= Sofic group =

Group whose Cayley graph is an initially subamenable graph

Two balls of radius 2 in the Cayley graph of the dihedral group $D_4$. Both balls contain 7 of the 8 group elements and are isomorphic as edge-colored graphs. Furthermore, for any radius $r$ and $\varepsilon > 0$, we can use the approximating graph $G_0$ as the full Cayley graph itself, where the set $W$ of all vertices satisfies $|W|/|V| = 8/8 = 1 > 1-\varepsilon$. Since all 8 vertices have isomorphic $r$-balls (by the vertex-transitivity of Cayley graphs), $D_4$ is sofic.

In mathematics, a sofic group is a group whose Cayley graph is an initially subamenable graph, or equivalently a subgroup of an ultraproduct of finite-rank symmetric groups such that every two distinct elements of the group have distance 1. They were introduced by Gromov as a common generalization of amenable and residually finite groups. The name "sofic", from Hebrew סופי 'finite', was later applied by Weiss, following his use of the word as a generalization of finiteness in sofic subshifts. A non-sofic group is a group that is not a sofic group.

The class of sofic groups is closed under the operations of taking subgroups, extensions by amenable groups, and free products. A finitely generated group is sofic if it is the limit of a sequence of sofic groups. The limit of a sequence of amenable groups (that is, an initially subamenable group) is necessarily sofic, but there exist sofic groups that are not initially subamenable groups.

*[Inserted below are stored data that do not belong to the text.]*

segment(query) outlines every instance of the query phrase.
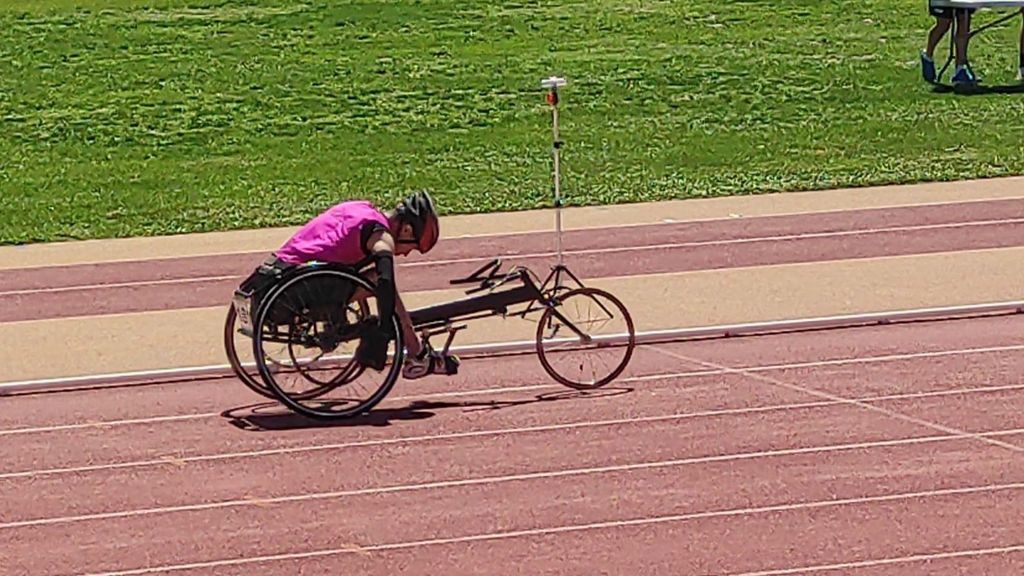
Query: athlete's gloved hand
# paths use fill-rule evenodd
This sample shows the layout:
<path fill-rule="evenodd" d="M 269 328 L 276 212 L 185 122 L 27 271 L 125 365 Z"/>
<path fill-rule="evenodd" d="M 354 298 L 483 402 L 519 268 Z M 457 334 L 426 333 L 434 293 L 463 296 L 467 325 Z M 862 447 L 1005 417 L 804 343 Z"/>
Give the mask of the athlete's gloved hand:
<path fill-rule="evenodd" d="M 407 356 L 405 366 L 402 367 L 402 377 L 406 380 L 416 380 L 430 374 L 457 374 L 459 371 L 459 357 L 454 354 L 442 354 L 434 350 L 423 349 L 418 356 Z"/>
<path fill-rule="evenodd" d="M 416 380 L 430 374 L 433 366 L 433 358 L 430 354 L 423 356 L 406 356 L 405 366 L 402 367 L 402 378 Z"/>

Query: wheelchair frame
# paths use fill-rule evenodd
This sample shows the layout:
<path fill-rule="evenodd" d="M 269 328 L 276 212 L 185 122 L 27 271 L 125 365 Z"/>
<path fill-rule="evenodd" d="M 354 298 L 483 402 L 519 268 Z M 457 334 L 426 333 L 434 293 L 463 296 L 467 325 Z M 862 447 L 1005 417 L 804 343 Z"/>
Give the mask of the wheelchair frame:
<path fill-rule="evenodd" d="M 541 321 L 538 323 L 537 327 L 536 352 L 545 371 L 550 376 L 552 376 L 556 381 L 565 386 L 575 389 L 595 389 L 606 385 L 607 383 L 617 378 L 619 374 L 621 374 L 621 372 L 628 365 L 632 357 L 633 349 L 635 347 L 635 330 L 633 327 L 632 318 L 630 317 L 628 310 L 621 303 L 621 301 L 619 301 L 615 296 L 606 291 L 584 286 L 583 283 L 579 280 L 579 278 L 572 274 L 572 272 L 569 271 L 569 269 L 565 267 L 563 264 L 557 264 L 553 266 L 551 273 L 547 276 L 547 278 L 544 279 L 543 282 L 536 281 L 533 272 L 525 267 L 514 266 L 509 271 L 501 273 L 499 272 L 501 264 L 501 259 L 496 258 L 491 260 L 487 264 L 481 266 L 472 274 L 464 278 L 450 280 L 450 285 L 463 285 L 473 283 L 478 284 L 478 286 L 466 291 L 466 298 L 461 298 L 449 302 L 442 302 L 439 304 L 432 304 L 429 306 L 409 310 L 409 315 L 410 319 L 412 320 L 413 329 L 414 331 L 417 332 L 422 344 L 425 347 L 433 349 L 433 346 L 430 344 L 430 338 L 437 336 L 439 334 L 447 333 L 447 340 L 443 348 L 441 349 L 442 353 L 447 354 L 455 338 L 455 334 L 458 331 L 466 328 L 467 324 L 465 323 L 468 321 L 493 316 L 526 317 L 528 314 L 534 311 L 541 311 L 543 316 L 541 318 Z M 368 288 L 372 292 L 372 290 L 376 288 L 376 286 L 363 273 L 365 270 L 367 270 L 367 268 L 368 267 L 364 267 L 360 270 L 352 267 L 314 263 L 296 268 L 294 270 L 289 270 L 288 272 L 279 275 L 277 280 L 274 282 L 273 286 L 271 286 L 265 291 L 260 302 L 260 309 L 256 312 L 256 314 L 253 314 L 251 310 L 249 310 L 253 294 L 244 292 L 242 290 L 236 290 L 231 310 L 229 310 L 228 313 L 227 323 L 225 325 L 225 345 L 228 347 L 228 356 L 229 359 L 231 360 L 233 368 L 235 369 L 236 375 L 249 388 L 253 389 L 257 393 L 265 397 L 276 398 L 296 412 L 304 413 L 314 418 L 329 417 L 323 413 L 318 413 L 315 410 L 306 409 L 297 400 L 316 397 L 320 394 L 325 393 L 328 389 L 342 386 L 354 380 L 356 377 L 359 376 L 359 374 L 362 373 L 362 367 L 358 366 L 358 364 L 353 360 L 350 360 L 349 367 L 346 369 L 343 375 L 339 377 L 338 382 L 336 384 L 332 385 L 328 389 L 319 392 L 312 391 L 309 393 L 305 393 L 305 396 L 303 396 L 302 398 L 288 397 L 287 395 L 284 394 L 283 391 L 281 391 L 277 387 L 276 384 L 269 383 L 268 380 L 272 381 L 273 378 L 268 377 L 266 374 L 264 374 L 264 369 L 260 370 L 259 375 L 260 378 L 263 379 L 264 386 L 260 386 L 260 384 L 255 381 L 255 378 L 252 378 L 252 375 L 247 374 L 241 368 L 241 365 L 237 360 L 237 356 L 232 357 L 234 353 L 233 340 L 229 341 L 229 339 L 233 338 L 234 336 L 234 330 L 232 329 L 231 326 L 231 323 L 234 321 L 233 315 L 238 314 L 238 317 L 242 320 L 243 327 L 241 328 L 241 331 L 253 339 L 253 354 L 254 356 L 258 355 L 258 341 L 254 337 L 252 332 L 253 319 L 259 319 L 260 317 L 266 314 L 266 311 L 264 310 L 266 303 L 270 301 L 272 297 L 275 296 L 275 293 L 280 291 L 280 286 L 285 285 L 288 281 L 293 280 L 294 276 L 297 274 L 305 275 L 315 274 L 318 271 L 328 271 L 333 272 L 335 274 L 340 273 L 351 276 L 354 279 L 356 279 L 358 283 L 363 284 L 364 288 Z M 563 275 L 568 276 L 575 283 L 576 287 L 573 288 L 566 286 L 563 283 Z M 511 288 L 505 288 L 506 286 L 511 284 L 516 285 L 514 285 Z M 478 294 L 484 291 L 486 291 L 486 293 Z M 549 324 L 551 322 L 552 317 L 557 318 L 559 321 L 561 321 L 562 325 L 567 326 L 584 343 L 594 343 L 589 335 L 585 334 L 577 326 L 575 326 L 573 322 L 568 320 L 558 309 L 560 301 L 572 295 L 590 295 L 591 297 L 600 296 L 606 300 L 609 300 L 615 307 L 619 309 L 628 326 L 628 334 L 624 344 L 627 347 L 627 350 L 624 355 L 624 358 L 619 363 L 619 365 L 616 366 L 616 368 L 613 369 L 608 375 L 606 375 L 598 382 L 589 385 L 580 384 L 559 374 L 558 371 L 555 370 L 548 362 L 544 352 L 544 348 L 542 346 L 544 326 L 545 324 Z M 523 304 L 525 304 L 526 306 L 523 307 L 521 310 L 510 312 L 510 308 Z M 611 313 L 611 311 L 608 310 L 608 308 L 605 307 L 603 304 L 599 303 L 599 305 L 606 313 Z M 398 326 L 396 324 L 396 328 L 397 327 Z M 280 333 L 275 331 L 275 336 L 279 335 Z M 278 342 L 282 341 L 281 339 L 278 339 L 276 337 L 271 338 L 269 340 Z M 289 344 L 293 343 L 289 341 L 287 336 L 285 336 L 284 341 Z M 404 360 L 404 342 L 402 339 L 401 330 L 396 331 L 395 341 L 396 352 L 392 358 L 393 364 L 400 363 Z M 602 345 L 603 343 L 598 342 L 597 344 Z M 387 395 L 387 392 L 393 386 L 394 381 L 397 380 L 397 376 L 389 378 L 388 380 L 388 382 L 381 386 L 379 392 L 383 393 L 379 393 L 379 397 L 373 399 L 372 401 L 368 401 L 365 407 L 362 407 L 361 409 L 353 413 L 346 413 L 344 414 L 344 416 L 354 415 L 357 412 L 365 412 L 366 410 L 371 409 L 374 405 L 380 402 L 380 400 L 382 400 Z"/>

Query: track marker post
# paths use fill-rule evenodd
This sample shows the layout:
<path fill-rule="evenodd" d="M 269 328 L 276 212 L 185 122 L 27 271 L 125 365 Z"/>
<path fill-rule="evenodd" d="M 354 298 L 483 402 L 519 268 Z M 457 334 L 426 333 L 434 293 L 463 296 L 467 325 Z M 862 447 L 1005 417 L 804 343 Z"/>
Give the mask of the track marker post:
<path fill-rule="evenodd" d="M 552 267 L 551 273 L 544 280 L 541 285 L 542 289 L 546 289 L 548 284 L 554 281 L 554 290 L 552 294 L 556 294 L 558 290 L 562 289 L 562 274 L 567 274 L 579 287 L 583 287 L 583 283 L 577 278 L 568 268 L 566 268 L 563 256 L 562 256 L 562 172 L 559 153 L 562 149 L 562 140 L 558 132 L 558 104 L 559 104 L 559 88 L 566 85 L 565 78 L 561 76 L 549 76 L 540 81 L 542 88 L 547 89 L 545 98 L 547 99 L 548 105 L 551 108 L 551 155 L 553 166 L 553 177 L 554 177 L 554 204 L 555 204 L 555 242 L 556 251 L 558 254 L 558 262 Z"/>

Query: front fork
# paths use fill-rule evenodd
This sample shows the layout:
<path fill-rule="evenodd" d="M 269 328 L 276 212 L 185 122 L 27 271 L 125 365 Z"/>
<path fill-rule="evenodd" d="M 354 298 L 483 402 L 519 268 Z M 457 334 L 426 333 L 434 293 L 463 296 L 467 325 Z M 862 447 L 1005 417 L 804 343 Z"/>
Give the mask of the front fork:
<path fill-rule="evenodd" d="M 456 326 L 454 324 L 449 323 L 442 328 L 434 328 L 433 330 L 423 330 L 422 332 L 420 332 L 420 344 L 423 346 L 424 350 L 426 350 L 427 352 L 431 352 L 434 350 L 434 347 L 430 344 L 430 338 L 433 336 L 437 336 L 438 334 L 444 334 L 445 332 L 447 332 L 448 338 L 444 342 L 444 348 L 441 349 L 441 354 L 447 356 L 448 350 L 451 348 L 452 342 L 455 340 L 455 333 L 458 332 L 459 330 L 464 330 L 466 326 L 466 324 Z"/>
<path fill-rule="evenodd" d="M 452 341 L 455 339 L 455 333 L 459 330 L 466 328 L 466 325 L 454 326 L 447 324 L 443 328 L 435 328 L 433 330 L 423 330 L 420 332 L 420 346 L 423 348 L 423 354 L 429 359 L 431 374 L 447 374 L 449 376 L 458 374 L 459 366 L 461 361 L 458 356 L 449 353 Z M 444 348 L 441 349 L 441 353 L 437 354 L 433 345 L 430 344 L 431 336 L 437 336 L 439 334 L 448 333 L 448 338 L 445 340 Z M 438 361 L 441 364 L 438 364 Z"/>

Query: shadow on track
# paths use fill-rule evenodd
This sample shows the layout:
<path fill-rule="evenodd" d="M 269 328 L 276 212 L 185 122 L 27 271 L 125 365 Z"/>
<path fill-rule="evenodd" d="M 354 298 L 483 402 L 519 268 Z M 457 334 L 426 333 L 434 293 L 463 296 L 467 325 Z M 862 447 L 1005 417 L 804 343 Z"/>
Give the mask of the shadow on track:
<path fill-rule="evenodd" d="M 958 96 L 984 96 L 989 94 L 1024 94 L 1024 83 L 1017 84 L 977 84 L 974 86 L 953 86 L 952 84 L 936 83 L 932 87 L 936 94 L 953 93 Z"/>
<path fill-rule="evenodd" d="M 559 402 L 563 400 L 582 400 L 608 398 L 629 394 L 633 388 L 602 388 L 599 390 L 569 390 L 538 394 L 522 400 L 489 400 L 480 402 L 437 402 L 417 400 L 401 408 L 376 408 L 361 416 L 339 420 L 314 420 L 301 414 L 289 411 L 275 402 L 264 402 L 231 408 L 221 412 L 221 417 L 229 424 L 247 432 L 268 432 L 285 430 L 302 430 L 309 428 L 346 428 L 352 426 L 391 426 L 395 422 L 407 420 L 424 420 L 436 415 L 436 410 L 461 408 L 464 412 L 481 410 L 503 410 L 517 406 L 537 404 L 539 402 Z"/>

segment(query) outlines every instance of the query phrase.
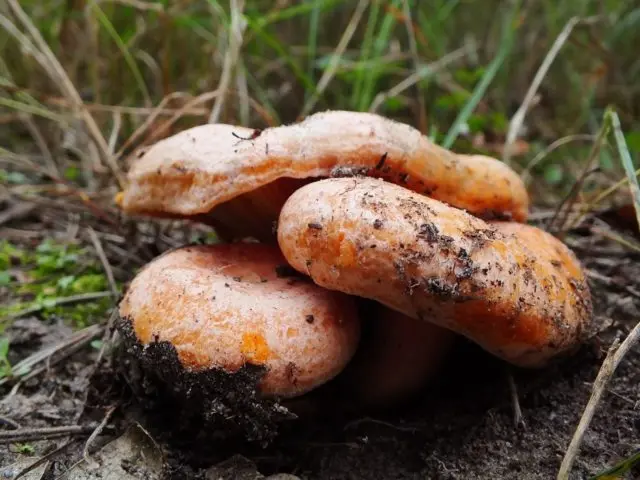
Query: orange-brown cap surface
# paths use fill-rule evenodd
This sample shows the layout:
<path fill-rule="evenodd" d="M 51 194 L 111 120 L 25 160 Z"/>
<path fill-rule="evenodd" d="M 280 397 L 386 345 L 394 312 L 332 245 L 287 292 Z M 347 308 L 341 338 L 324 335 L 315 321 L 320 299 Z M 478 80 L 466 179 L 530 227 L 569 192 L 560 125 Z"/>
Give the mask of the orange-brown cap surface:
<path fill-rule="evenodd" d="M 523 221 L 528 215 L 524 183 L 502 162 L 458 156 L 409 125 L 347 111 L 321 112 L 261 132 L 224 124 L 180 132 L 134 162 L 118 203 L 131 214 L 210 214 L 214 225 L 247 235 L 246 218 L 275 220 L 301 185 L 353 173 L 385 178 L 481 217 Z M 285 179 L 277 188 L 268 187 Z M 266 190 L 252 195 L 261 188 Z M 243 195 L 249 198 L 228 203 Z M 251 222 L 247 227 L 256 230 Z"/>
<path fill-rule="evenodd" d="M 300 188 L 278 242 L 318 285 L 450 328 L 517 365 L 573 348 L 591 320 L 585 276 L 562 242 L 381 180 Z"/>
<path fill-rule="evenodd" d="M 120 315 L 143 345 L 170 342 L 189 371 L 266 367 L 266 396 L 296 396 L 330 380 L 360 334 L 352 298 L 299 276 L 276 246 L 255 243 L 158 257 L 134 278 Z"/>

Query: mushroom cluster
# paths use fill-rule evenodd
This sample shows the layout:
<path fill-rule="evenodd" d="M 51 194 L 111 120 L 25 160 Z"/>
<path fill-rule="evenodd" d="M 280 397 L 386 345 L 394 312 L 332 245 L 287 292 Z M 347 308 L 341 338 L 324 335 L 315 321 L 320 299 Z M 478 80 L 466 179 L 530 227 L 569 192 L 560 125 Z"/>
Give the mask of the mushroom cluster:
<path fill-rule="evenodd" d="M 257 369 L 242 377 L 255 398 L 343 374 L 354 397 L 388 404 L 423 386 L 457 336 L 539 367 L 592 317 L 575 255 L 526 224 L 516 172 L 374 114 L 185 130 L 139 153 L 116 203 L 207 223 L 224 242 L 138 273 L 119 308 L 132 351 L 166 345 L 188 374 Z"/>

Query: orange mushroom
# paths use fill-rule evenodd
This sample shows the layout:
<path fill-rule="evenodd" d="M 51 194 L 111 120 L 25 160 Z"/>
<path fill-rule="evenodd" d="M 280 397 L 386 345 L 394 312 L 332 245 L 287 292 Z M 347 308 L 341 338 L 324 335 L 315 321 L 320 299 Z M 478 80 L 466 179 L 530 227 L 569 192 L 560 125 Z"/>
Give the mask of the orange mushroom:
<path fill-rule="evenodd" d="M 148 346 L 167 342 L 185 372 L 264 368 L 263 397 L 302 395 L 335 377 L 354 355 L 354 299 L 291 270 L 277 246 L 187 246 L 146 265 L 119 313 Z"/>
<path fill-rule="evenodd" d="M 519 176 L 484 156 L 458 156 L 417 129 L 360 112 L 327 111 L 269 128 L 208 124 L 141 154 L 116 201 L 129 214 L 189 217 L 226 238 L 273 239 L 288 196 L 319 178 L 384 178 L 480 217 L 527 218 Z"/>
<path fill-rule="evenodd" d="M 555 237 L 379 179 L 300 188 L 282 209 L 278 242 L 316 284 L 448 328 L 520 366 L 574 348 L 592 316 L 581 266 Z"/>
<path fill-rule="evenodd" d="M 387 404 L 433 376 L 456 333 L 537 366 L 576 346 L 591 318 L 575 256 L 520 223 L 529 198 L 513 170 L 378 115 L 202 125 L 151 146 L 128 178 L 126 213 L 277 240 L 170 252 L 120 306 L 136 342 L 167 342 L 186 371 L 263 368 L 264 398 L 344 371 L 356 396 Z M 274 274 L 286 264 L 303 275 Z M 354 297 L 378 302 L 363 342 Z"/>

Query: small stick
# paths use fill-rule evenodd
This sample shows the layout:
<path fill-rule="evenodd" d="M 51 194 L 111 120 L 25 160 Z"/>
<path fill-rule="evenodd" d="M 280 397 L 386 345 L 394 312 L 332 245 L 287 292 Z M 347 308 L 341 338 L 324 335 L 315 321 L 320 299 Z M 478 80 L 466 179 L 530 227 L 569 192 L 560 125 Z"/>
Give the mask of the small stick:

Gromov proved that Sofic groups are surjunctive. That is, they obey a form of the Garden of Eden theorem for cellular automata defined over the group (dynamical systems whose states are mappings from the group to a finite set and whose state transitions are translation-invariant and continuous) stating that every injective automaton is surjective and therefore also reversible.

==Existence of non-sofic groups==

In 2026, artificial intelligence research company OpenAI announced a machine-checkable proof by construction of the existence of a non-sofic countable discrete group. The existence of such groups was previously an open question. Researchers in the field have raised the possibility that key ideas in the proof were taken from their unpublished research, about which they had non-public conversation with OpenAI's chat bots. Similar concerns were raised about OpenAI's announcement of a solution to the Navier-Stokes Millenium Prize Problem.